Re: In-place upgrade with streaming replicas

From
richard@kojedz.in
Date:
Dear Jerry,

Thanks for sharing your experiments, I will implement our upgrades in a 
similar way. Terminate/restart on different port, wait for catchup, stop 
primary, check replicas somehow (using pg_wal_lsn_diff()), then stop 
replicas too, check for pg_controldata match, and repeat if not.

Regards,
Richard

2025-02-21 04:57 időpontban Jerry Sievers ezt írta:
> richard@kojedz.in writes:
> 
>> Dear Jerry,
>> 
>> So, yes it turns out that some kind of loop must be involved here, as
>> you described:
>> 
>> 1. ensure cluster is running
>> 2. stop primary
>> 3. wait some time
>> 4. stop replicas
>> 5. check if checkpoint locations match. repeat from step 1 if
>> out-of-sync.
>> 
>> My question here is, the unreliable step here is 3rd one. Can we query
>> the replica runtime if he did catch up?
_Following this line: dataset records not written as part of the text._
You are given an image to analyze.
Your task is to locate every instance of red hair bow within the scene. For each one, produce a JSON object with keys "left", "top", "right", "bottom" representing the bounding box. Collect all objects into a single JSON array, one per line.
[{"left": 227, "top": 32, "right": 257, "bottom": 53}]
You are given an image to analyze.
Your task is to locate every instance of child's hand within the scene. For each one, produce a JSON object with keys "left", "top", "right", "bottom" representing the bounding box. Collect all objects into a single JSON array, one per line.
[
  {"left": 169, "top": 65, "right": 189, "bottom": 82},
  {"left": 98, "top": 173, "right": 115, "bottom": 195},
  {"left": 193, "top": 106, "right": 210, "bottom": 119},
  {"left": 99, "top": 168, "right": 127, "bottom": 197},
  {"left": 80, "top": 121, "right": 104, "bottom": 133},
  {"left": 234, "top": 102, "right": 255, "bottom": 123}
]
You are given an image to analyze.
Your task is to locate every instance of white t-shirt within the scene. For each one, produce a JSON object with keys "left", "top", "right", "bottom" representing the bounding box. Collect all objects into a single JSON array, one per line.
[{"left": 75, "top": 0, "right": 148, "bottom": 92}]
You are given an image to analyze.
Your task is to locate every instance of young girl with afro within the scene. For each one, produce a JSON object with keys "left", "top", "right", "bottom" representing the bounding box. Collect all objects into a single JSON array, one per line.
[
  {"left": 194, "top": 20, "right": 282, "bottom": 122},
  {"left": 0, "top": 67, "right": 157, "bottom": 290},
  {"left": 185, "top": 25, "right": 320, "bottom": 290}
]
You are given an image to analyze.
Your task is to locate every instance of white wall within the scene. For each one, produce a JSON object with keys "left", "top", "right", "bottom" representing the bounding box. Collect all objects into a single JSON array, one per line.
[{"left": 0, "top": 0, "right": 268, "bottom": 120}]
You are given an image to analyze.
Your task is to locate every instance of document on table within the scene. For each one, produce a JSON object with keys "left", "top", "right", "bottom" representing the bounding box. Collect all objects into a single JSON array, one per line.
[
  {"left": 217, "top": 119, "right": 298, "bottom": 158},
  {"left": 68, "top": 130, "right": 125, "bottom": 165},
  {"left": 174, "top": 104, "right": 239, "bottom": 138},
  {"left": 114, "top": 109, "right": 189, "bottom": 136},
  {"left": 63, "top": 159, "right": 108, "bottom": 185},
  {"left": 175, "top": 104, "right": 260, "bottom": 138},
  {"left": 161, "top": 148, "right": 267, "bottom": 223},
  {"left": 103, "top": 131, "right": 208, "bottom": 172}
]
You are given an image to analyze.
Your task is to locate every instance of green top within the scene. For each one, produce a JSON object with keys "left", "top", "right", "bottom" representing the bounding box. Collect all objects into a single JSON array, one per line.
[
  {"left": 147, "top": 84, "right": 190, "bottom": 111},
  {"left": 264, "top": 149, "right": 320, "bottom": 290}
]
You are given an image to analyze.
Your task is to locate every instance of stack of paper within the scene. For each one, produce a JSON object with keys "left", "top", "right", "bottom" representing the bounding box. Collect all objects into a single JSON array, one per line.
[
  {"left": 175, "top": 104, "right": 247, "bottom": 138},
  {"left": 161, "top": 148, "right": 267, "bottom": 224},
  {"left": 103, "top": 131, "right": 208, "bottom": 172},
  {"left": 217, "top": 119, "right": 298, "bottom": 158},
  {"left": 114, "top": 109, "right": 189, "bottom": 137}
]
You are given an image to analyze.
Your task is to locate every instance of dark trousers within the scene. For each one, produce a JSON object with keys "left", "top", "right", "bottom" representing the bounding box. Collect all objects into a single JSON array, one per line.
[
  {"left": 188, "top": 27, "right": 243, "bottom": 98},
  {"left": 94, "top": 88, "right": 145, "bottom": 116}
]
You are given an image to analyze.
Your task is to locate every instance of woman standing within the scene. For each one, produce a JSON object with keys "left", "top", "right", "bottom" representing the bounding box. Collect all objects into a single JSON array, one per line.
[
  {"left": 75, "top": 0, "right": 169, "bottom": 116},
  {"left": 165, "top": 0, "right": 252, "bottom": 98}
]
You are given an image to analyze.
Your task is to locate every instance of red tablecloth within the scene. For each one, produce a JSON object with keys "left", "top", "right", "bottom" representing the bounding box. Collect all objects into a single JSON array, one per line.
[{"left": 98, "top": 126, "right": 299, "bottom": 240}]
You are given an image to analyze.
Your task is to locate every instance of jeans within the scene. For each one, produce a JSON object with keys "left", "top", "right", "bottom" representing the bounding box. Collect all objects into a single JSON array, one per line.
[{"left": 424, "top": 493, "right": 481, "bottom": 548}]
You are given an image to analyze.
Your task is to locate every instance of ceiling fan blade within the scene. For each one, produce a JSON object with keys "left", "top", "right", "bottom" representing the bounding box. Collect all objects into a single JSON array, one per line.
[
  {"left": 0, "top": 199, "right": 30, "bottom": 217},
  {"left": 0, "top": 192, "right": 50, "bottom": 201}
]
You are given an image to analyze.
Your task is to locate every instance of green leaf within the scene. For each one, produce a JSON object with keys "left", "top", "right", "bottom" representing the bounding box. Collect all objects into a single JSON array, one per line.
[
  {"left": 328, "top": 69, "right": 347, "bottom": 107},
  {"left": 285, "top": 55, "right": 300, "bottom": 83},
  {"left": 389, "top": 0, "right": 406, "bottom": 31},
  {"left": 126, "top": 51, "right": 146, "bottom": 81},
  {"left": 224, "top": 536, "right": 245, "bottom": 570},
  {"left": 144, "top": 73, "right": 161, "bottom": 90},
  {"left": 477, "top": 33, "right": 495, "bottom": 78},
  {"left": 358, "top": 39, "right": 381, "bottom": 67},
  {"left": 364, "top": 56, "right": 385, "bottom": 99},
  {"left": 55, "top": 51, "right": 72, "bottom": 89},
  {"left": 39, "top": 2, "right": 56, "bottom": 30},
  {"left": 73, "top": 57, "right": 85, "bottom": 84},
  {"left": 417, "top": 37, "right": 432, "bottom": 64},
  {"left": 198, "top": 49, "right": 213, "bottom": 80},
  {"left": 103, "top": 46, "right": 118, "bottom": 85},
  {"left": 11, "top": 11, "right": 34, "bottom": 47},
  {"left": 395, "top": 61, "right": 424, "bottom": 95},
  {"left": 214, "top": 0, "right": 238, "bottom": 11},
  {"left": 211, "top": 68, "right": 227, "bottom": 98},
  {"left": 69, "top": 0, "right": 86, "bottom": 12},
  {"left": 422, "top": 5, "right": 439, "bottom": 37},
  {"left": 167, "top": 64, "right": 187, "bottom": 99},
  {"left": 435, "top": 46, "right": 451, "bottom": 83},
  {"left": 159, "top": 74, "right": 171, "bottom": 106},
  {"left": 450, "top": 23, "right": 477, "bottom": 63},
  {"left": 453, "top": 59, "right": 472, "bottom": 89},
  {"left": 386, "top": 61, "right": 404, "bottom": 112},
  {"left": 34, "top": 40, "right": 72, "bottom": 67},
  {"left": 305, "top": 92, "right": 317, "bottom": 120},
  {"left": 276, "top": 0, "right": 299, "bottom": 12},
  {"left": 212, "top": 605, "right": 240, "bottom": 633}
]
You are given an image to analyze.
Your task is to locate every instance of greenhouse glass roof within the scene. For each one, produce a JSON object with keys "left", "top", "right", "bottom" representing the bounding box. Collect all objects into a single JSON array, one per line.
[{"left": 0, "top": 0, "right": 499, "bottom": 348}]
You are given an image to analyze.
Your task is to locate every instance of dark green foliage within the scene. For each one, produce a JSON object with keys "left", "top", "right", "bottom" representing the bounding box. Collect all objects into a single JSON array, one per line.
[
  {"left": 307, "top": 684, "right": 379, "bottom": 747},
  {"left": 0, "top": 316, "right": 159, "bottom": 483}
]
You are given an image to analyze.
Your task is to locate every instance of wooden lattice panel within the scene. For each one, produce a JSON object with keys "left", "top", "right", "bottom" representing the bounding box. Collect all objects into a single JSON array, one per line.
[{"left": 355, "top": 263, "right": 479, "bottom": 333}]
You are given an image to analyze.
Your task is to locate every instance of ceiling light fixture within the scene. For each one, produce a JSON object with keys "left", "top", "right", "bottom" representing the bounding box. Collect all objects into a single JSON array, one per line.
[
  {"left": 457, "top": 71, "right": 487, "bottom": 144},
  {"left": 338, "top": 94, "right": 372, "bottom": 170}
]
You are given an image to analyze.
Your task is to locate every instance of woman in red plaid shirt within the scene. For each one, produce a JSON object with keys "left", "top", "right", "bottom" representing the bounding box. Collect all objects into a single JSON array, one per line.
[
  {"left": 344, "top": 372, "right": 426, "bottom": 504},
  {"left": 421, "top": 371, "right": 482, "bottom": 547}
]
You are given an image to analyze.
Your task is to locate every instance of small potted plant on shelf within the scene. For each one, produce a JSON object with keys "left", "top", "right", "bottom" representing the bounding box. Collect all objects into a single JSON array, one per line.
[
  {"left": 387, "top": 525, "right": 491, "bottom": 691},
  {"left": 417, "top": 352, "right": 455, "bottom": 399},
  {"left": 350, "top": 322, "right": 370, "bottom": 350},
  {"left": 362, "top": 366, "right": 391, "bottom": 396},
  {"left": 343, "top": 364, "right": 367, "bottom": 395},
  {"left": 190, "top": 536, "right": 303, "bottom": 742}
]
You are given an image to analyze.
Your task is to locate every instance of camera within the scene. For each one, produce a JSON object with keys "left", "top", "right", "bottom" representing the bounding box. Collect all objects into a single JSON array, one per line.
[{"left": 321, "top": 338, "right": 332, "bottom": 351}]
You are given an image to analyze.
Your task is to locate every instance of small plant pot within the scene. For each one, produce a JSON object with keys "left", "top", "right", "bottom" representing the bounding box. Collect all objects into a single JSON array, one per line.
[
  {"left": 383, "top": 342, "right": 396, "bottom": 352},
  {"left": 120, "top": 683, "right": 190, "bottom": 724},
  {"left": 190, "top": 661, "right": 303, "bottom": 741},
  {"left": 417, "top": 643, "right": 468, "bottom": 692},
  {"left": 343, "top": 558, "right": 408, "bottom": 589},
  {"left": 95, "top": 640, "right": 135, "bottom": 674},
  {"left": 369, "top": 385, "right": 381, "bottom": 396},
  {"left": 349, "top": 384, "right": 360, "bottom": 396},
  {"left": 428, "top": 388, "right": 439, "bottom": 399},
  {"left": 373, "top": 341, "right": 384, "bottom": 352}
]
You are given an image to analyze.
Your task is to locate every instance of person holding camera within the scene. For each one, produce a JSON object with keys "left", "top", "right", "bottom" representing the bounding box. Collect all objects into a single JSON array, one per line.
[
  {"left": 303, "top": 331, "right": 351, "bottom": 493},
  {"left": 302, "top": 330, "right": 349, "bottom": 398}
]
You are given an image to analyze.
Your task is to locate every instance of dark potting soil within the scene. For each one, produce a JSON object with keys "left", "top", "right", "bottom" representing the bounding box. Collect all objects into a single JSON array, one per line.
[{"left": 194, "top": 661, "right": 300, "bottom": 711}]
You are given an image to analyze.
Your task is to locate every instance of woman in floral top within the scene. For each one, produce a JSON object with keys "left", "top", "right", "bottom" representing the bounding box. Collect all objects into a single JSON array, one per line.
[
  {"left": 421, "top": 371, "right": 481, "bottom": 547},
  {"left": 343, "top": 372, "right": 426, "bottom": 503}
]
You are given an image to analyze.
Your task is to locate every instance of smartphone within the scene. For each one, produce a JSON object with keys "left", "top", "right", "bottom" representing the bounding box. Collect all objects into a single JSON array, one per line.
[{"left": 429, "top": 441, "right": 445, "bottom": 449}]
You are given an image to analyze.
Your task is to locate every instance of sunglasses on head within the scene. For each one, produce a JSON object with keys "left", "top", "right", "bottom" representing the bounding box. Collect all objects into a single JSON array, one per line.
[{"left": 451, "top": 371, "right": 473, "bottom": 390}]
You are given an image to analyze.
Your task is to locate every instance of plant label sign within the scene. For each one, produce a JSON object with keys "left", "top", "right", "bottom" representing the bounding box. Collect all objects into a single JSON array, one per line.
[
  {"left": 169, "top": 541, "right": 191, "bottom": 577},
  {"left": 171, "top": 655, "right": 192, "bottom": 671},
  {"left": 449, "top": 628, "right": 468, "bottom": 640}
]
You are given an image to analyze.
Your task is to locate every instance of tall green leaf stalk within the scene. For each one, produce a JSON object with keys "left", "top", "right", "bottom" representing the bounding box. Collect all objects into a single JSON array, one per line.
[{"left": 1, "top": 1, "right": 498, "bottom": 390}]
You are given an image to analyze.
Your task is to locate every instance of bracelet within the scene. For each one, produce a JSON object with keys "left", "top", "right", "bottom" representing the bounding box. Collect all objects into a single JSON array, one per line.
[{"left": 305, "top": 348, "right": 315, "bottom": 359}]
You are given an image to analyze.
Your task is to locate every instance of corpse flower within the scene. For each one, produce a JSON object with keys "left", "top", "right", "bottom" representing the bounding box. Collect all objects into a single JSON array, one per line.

I mean, that after stopping
>> the primary, we can obtain the checkpoint location from
>> pg_controldata, then, can we somehow query the running replica about
>> that?
> Assuming your client traffic has been stopped ahead of time and perhaps
> you did a lockout via HBA or other means, including forcible 
> termination
> of persistent clients (we usually do a restart of the primary to insure
> this)...
> 
> We don't wait more than a few seconds before also stopping the replicas
> and the vast majority of times all nodes are at the same checkpoint.
> 
> Cheers!
> 
>> 
>> Thanks in advance,
>> Richard
>> 
>> 2025-02-20 08:49 időpontban Jerry Sievers ezt írta:
>>> richard@kojedz.in writes:
>>> 
>>>> Dear Alvaro,
>>>> Thanks for your answers. Unfortunately, I was unaware of a shutdown
>>>> record, that makes a difference then. So, I definitely must stop the
>>>> primary first, then use pg_controldata to obtain checkpoint
>>>> info. Then, can I query the replicas while they are up and running 
>>>> if
>>>> they've received the shutdown record or not? So, after shutting down
>>>> the primary, how will I know if a replica has received the mentioned
>>>> record, and is safe to shutdown?
>>> Hmmm, not sure about that but what we do, is stop primary, wait a
>>> $short time, then stop replicas...
>>> Then run pg_controldata on all nodes | filter out only the line
>>> indicating latest checkpoint and sort -u the output.  Expect only a
>>> single line if all are matched.
>>> You may also wish to first insure that you got the same number of
>>> lines as total node count before doing the sorting and uniqueing.
>>> Very rarely on our huge systems, we'd have a mismatch after the
>>> verification in in those cases, our automated upgrade procedure
>>> restarts all nodes and then does the shutdown and verify check again.
>>> HTH
>>> 
>>>> Thanks for the clarifications.
>>>> Best regards,
>>>> Richard
>>>> 2025-02-19 16:54 időpontban Álvaro Herrera ezt írta:
>>>>> On 2025-Feb-19, richard@kojedz.in wrote:
>>>>> 
>>>>>> With this, I have the question, that after the shutdown of 
>>>>>> primary,
>>>>>> what is
>>>>>> the guarantee for replicas having the same checkpoint location? 
>>>>>> Why
>>>>>> does the
>>>>>> order of shutting down the servers matter? What would be the 
>>>>>> really
>>>>>> exact
>>>>>> and reliable way to ensure that replicas will have the same
>>>>>> checkpoint
>>>>>> location as the primary?
>>>>> The replicas can't write WAL by themselves, but they will replay
>>>>> whatever the primary has sent; by shutting down the primary first 
>>>>> and
>>>>> letting the replicas catch up, you ensure that the replicas will
>>>>> actually receive the shutdown record and replay it.  If you shut 
>>>>> down
>>>>> the replicas first, they can obviously never catch up with the
>>>>> shutdown
>>>>> checkpoint of the primary.
>>>>> As I recall, if you do shut down the primary first, one potential
>>>>> danger
>>>>> is that the primary fails to send the checkpoint record before
>>>>> shutting
>>>>> down, so the replicas won't receive it and obviously will not 
>>>>> replay
>>>>> it;
>>>>> or simply that they are behind enough that they receive it but 
>>>>> don't
>>>>> replay it.
>>>>> You could use pg_controldata to read the last checkpoint info from
>>>>> all
>>>>> nodes.  You can run it on the primary after shutting it down, and
>>>>> then
>>>>> on each replica while it's still running to ensure that the correct
>>>>> restartpoint has been created.